Beyond whether how well a pedal actually functions, your tastes and intended sounds are the most important factor. Read reviews and watch YouTube videos of people playing a pedal you have in mind so that you can get a better picture of how it sounds.
One thing that can’t be stressed enough is that not every distortion pedal that works for guitar will work as effectively with bass, which leads me to…
Is it smart to use guitar distortion pedals with a bass guitar?
Unfortunately, there is no short answer; it depends on the pedal. Although guitar distortion pedals will function with bass, don’t expect every distortion pedal to respond well to your bass signal. Those pesky guitarists have a much wider playing field when it comes to distortion pedals.
Essentially, bass frequencies are far too low for what a lot of D pedals for guitar are aiming to boost. Guitars naturally play a higher frequency than bass guitars, so most guitar DP’s are built with those higher frequencies in mind.
For example, a guitar D pedal that’s trebly is not going to work so well with your low-pitched bass sound. It will work, but it will suck out most of the bass tone. Distortion pedals for a guitar that has a warmer and a more naturally bassy tone are a better alternative, but again, it will work but not as well as distortion pedals specifically designed for bass guitars — don’t worry we’ll get to that. The more considerate of manufacturers of DP’s cater for both guitar and bass, but not all, so look out for that.
As with anything related to music, there’s always room for experimentation. You can still explore the sounds of guitar distortion pedals because they will still function with bass; just know that they’re not all intended to support bass frequencies.
Is there any bass guitar dedicated distortion pedals?
Don’t despair! There most certainly are bass guitar dedicated distortion pedals – like the ones we have reviewed. They all belong to dedicated distortion pedals.
As mentioned earlier, the bass guitar needs that lower-pitched support, with that in mind, there are more than a few bass specific D pedals – as.
There are undeniably not as many specific distortion pedals for bass than there is for guitar, but there’s nothing stopping you from using a distortion pedal intended for guitar. A lot will work relatively well just make sure that they do.
SO, WHERE DOES bass distortion pedal GO IN THE SIGNAL PATH?
Hmm…conventionally, distortion pedals go near the beginning of the signal chain.
You have your input, then from that, there’s a tuner, volume pedals, any pitch shifters, filters, or compressors and then, conventionally, your distortion will go slap bang there, before anything like delay or reverb and then finally the amp.
This is the most logical setup because if a distortion pedal is placed later in the signal path it’s essentially amplifying and distorting the effect or effects of anything that came before it.

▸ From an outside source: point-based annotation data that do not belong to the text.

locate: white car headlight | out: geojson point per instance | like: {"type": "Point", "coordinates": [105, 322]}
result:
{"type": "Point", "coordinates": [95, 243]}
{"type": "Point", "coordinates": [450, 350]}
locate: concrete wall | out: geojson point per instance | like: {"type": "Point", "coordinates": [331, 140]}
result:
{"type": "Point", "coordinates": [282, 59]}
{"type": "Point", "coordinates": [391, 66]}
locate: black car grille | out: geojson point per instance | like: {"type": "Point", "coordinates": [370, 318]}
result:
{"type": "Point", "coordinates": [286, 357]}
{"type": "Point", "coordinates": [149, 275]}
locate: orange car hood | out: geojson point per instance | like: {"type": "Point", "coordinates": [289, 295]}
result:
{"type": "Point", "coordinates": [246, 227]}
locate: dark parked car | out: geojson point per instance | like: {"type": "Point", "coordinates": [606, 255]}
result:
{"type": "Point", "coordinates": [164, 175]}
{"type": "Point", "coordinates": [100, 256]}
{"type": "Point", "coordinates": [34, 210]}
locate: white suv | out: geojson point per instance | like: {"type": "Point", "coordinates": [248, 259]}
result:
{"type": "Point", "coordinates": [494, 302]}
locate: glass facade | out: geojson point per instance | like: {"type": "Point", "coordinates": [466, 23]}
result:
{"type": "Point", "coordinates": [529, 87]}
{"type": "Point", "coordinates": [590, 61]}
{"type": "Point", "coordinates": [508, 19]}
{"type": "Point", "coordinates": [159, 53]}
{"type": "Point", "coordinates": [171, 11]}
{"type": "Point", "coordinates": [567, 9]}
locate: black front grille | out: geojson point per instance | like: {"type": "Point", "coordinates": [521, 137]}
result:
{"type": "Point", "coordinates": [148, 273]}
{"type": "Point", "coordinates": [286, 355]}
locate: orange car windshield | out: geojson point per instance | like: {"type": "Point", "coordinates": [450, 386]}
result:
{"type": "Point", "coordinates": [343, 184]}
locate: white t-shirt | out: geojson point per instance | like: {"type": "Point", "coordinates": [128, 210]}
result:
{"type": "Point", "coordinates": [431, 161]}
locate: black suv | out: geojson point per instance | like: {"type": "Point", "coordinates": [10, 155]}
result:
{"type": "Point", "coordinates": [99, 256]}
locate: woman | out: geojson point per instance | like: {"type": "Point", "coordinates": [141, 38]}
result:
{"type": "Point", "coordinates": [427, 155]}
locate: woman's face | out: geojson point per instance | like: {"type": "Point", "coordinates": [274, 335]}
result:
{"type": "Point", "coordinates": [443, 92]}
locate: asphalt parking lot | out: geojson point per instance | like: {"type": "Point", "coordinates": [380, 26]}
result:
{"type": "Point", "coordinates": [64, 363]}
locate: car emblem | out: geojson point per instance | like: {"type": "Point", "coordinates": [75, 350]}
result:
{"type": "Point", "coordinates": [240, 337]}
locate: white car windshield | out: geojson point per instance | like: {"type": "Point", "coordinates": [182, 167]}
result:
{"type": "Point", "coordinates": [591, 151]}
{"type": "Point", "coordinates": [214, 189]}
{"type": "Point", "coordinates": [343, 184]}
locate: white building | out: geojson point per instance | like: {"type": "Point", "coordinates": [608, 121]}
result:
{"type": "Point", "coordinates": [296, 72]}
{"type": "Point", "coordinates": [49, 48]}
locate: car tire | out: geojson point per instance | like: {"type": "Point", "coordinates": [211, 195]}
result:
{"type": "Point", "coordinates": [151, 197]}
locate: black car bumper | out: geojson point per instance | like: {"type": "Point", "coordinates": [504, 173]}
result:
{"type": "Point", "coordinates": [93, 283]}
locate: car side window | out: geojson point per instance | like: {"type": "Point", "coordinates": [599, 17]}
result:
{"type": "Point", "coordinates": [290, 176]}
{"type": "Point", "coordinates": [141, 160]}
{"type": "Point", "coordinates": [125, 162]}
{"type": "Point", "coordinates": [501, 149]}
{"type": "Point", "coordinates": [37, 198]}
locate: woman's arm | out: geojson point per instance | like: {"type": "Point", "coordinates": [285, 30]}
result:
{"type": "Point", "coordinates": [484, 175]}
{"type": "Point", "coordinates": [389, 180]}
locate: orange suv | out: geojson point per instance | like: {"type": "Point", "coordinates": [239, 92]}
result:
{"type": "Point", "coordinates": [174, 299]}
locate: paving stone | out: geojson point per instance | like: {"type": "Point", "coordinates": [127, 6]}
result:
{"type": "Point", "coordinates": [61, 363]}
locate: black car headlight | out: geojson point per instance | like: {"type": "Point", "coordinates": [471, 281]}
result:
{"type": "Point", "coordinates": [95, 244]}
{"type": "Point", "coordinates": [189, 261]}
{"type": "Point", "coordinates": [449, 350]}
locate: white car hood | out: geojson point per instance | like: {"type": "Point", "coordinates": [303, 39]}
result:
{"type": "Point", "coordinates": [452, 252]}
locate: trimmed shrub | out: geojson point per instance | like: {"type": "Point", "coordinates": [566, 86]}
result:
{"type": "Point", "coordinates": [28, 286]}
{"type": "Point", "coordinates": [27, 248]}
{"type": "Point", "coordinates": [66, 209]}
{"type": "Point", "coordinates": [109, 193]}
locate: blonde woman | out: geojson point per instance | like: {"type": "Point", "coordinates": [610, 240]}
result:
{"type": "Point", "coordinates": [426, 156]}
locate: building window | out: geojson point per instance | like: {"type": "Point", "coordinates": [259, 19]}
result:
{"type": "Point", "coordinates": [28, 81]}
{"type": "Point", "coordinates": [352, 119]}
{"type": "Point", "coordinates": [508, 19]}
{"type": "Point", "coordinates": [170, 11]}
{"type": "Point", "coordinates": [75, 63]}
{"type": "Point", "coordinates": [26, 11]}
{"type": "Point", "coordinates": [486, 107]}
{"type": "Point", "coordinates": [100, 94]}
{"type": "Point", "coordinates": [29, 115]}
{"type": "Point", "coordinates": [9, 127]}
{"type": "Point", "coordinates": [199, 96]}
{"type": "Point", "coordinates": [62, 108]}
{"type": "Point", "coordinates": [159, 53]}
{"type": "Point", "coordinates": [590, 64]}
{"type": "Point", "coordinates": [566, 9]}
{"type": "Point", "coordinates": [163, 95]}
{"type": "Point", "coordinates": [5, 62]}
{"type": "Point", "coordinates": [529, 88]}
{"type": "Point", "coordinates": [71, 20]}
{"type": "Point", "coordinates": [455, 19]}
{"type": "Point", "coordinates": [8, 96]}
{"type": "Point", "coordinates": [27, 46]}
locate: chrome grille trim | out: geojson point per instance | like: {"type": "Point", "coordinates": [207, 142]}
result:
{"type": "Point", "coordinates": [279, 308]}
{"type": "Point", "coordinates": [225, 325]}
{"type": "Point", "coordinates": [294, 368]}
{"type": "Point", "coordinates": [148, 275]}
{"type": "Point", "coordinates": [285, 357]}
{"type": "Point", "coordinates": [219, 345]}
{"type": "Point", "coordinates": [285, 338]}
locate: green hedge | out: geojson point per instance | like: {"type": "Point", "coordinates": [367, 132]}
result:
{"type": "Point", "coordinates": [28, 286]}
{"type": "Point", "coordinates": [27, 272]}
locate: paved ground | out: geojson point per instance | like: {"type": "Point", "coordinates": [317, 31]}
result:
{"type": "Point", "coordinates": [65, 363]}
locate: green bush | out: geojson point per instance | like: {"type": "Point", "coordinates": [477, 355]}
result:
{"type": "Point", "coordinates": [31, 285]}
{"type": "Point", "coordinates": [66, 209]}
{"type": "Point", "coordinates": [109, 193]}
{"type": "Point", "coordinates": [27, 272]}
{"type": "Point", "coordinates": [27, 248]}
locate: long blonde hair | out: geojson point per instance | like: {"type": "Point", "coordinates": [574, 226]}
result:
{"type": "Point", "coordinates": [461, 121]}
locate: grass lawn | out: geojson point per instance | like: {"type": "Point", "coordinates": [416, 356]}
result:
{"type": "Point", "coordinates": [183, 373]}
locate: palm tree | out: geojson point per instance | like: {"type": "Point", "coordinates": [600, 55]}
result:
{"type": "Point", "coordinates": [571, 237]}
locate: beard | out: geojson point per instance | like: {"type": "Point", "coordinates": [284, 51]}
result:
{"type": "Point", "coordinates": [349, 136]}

Funnily enough, most people don’t want their reverb to sound distorted hence it being put after the distortion pedal or any pedal that boosts volume or gain. If the D pedal is affecting tone too, then again, people tend to want it early in the signal path because it’s kind of a base layer for the overall sound and everything else after it is simply modifying that basic layer.
With the usual setup, unwanted noise is kept to a minimum and tone is kept flexible. That being said, be experimental! You might want to put your overdrive last in the chain; it might not sound great, but at least you will be going against the grain a bit and are exploring different sounds. It’s a bit limiting to follow the standard guidelines; the desired sound is, as always, up to you.